The History of Pools at the White House
I recently attended a pool conference in Washington, DC. While on an afternoon tour, the conversation turned to the history of the White House and if it still had a swimming pool.
Planning for the White House began when President George Washington signed into Act in December of 1790 a declaration that the house be built. Construction began in 1792, and it was not until 1800 that the first residents moved into it—the family of President John Adams.
Since that time, each President has made his own changes and additions, which includes 132 rooms, 35 bathrooms, 6 levels, 28 fireplaces, and 3 elevators. But it was not until 1933 that a swimming pool was built at the property.
In addition to being the first President to ride in an airplane, President Franklin Roosevelt was also the responsible for having the first swimming pool installed at the White House. President Roosevelt suffered from polio and built the pool so he could use it to help strengthen his upper body. The money to build the pool was raised from private donations, mostly New Yorkers, where President Roosevelt was from, in an effort to honor him. It was an indoor rectangular pool, with arched ceilings and half-moon windows. Just outside of the pool area was the Rose Garden. By today’s standards, the pool was high tech—complete with underwater lighting!
President Roosevelt used the pool regularly, as did President Harry Truman (1945-53). President Kennedy (1961-63) also used the pool frequently and during his presidency, a mural depicting a Caribbean scene was painted on three walls of the swimming pool room.
In 1969, President Richard Nixon had the pool covered with a floor in order to turn it into a press briefing room. The deep end of the pool is under the podium and the cameras located in the back of the room are over the shallow end of the pool.
In the early 1980’s, President Ronald Reagan (1981-89) had the press room remodeled, installing theater seats and having the room rewired to keep up with modern technology. It was during this rewiring that workers found the pool underneath the floor to be structurally intact. When President Bill Clinton (1993-2001) and his wife Hillary lived in the White House, she wanted to renovate the pool and move the news media to another location—but that idea never got past the initial planning stages. In 2006, the press briefing room was once again renovated. There is actually a trap door in the floor that some members of the media use to access the pool—and many of them have actually signed their names on the tile of the pool.

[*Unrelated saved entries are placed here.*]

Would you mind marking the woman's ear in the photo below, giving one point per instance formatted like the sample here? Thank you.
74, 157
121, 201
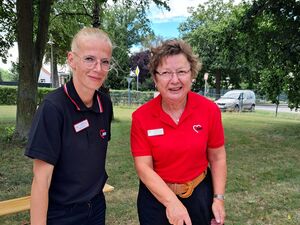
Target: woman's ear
71, 60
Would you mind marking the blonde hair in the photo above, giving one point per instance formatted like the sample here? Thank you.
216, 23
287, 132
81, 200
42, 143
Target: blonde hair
89, 32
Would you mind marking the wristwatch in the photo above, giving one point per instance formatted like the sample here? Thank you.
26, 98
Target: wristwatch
220, 197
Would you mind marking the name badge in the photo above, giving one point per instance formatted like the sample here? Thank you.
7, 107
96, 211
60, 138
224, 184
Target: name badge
81, 125
155, 132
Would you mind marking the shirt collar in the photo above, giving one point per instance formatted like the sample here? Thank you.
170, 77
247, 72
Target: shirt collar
190, 105
73, 96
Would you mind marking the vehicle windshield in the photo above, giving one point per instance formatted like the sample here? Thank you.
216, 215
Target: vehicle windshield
232, 95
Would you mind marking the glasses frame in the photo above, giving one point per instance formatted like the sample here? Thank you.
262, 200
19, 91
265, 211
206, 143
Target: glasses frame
168, 75
91, 65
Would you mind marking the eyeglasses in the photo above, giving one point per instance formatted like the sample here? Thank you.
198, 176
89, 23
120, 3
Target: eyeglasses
167, 75
91, 61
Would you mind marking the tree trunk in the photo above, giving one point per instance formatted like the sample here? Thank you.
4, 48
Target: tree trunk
30, 61
42, 35
27, 88
218, 84
55, 72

In 1975, President Gerald Ford (1974-77) had a pool built (also a rectangle pool)—this one an outdoor diving pool. President Ford was an avid swimmer, but he did not want to displace the media by refurbishing the indoor pool. A cabana was later added—and as you can imagine, it is beautiful. President Jimmy Carter’s (1977-81) daughter, Amy, used the pool frequently, as did Hillary Clinton—who also had a hot tub installed. The pool’s most frequent user was Barbara Bush, wife of George H.W. Bush (#41—1989-93).
Now we know about the history of swimming pools at the White House.
Just in case you are not a fan of swimming, there are other things to do at the White House, as it also has a tennis court, jogging track, swimming pool, movie theater, and bowling lane. And a few protestors out front, regardless of who is President!